The Two Cities

From The City of God, Preface xiv.58 (426)

I am aware how difficult it is to convince the proud of the power and excellence of humility, an excellence which makes it soar above all the summits of this world, which sway in their temporal instability, overtaking them all with an eminence not arrogated by human pride, but granted by divine grace. For the King and Founder of this city has revealed in the Scriptures of his people the following statement of the divine law: “God resists the proud, but gives grace to the humble.” This is the prerogative of God; but the human spirit in its arrogance and swelling pride has claimed it as its own.

It is evident that the two cities of which I speak were created by two kinds of love: the earthly city was created by self-love reaching the point of contempt for God, the heavenly city by the love of God carried as far as contempt for self.

In fact, whereas the earthly city glories in itself, the heavenly city glories only in its Lord. The former looks for the glory bestowed by mere mortals, the latter finds its highest glory in God, the witness of a good conscience. The earthly city lifts up its head in its own glory, the heavenly city says to its God: “You are my glory and the lifter up of my head.”

In the former, the lust for power controls its functionaries and determines the fate of the nations it subjugates; in the other those put in authority and those under them serve one another in love, the rulers y their counsel, the citizens by their obedience. The one city loves its own strength shown in powerful leaders, the other says to God, “I will love you, my Lord, my strength.”

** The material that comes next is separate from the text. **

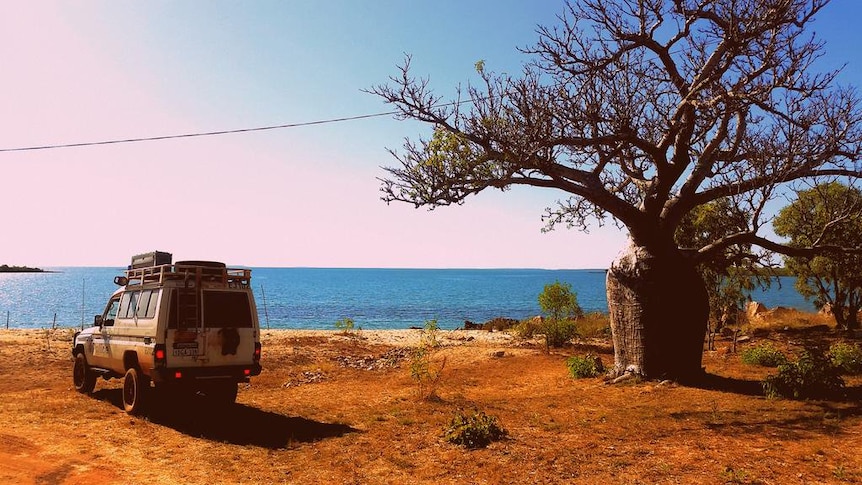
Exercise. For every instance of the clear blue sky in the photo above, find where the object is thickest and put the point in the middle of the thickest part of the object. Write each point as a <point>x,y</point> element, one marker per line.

St. Augustine (354-430) was a theologian and philosopher who served as Bishop of Hippo Regius in North Africa. He was a voluminous author, whose writings about God’s grace, the Sacraments, and the Church have been profoundly influential in the development of Western Christianity. The City of God, his greatest work, explicates human history as a perpetual conflict between the earthly city and the city of God, and considers the nature of sin and salvation, divine Providence, and other related topics. His feast day is August 26.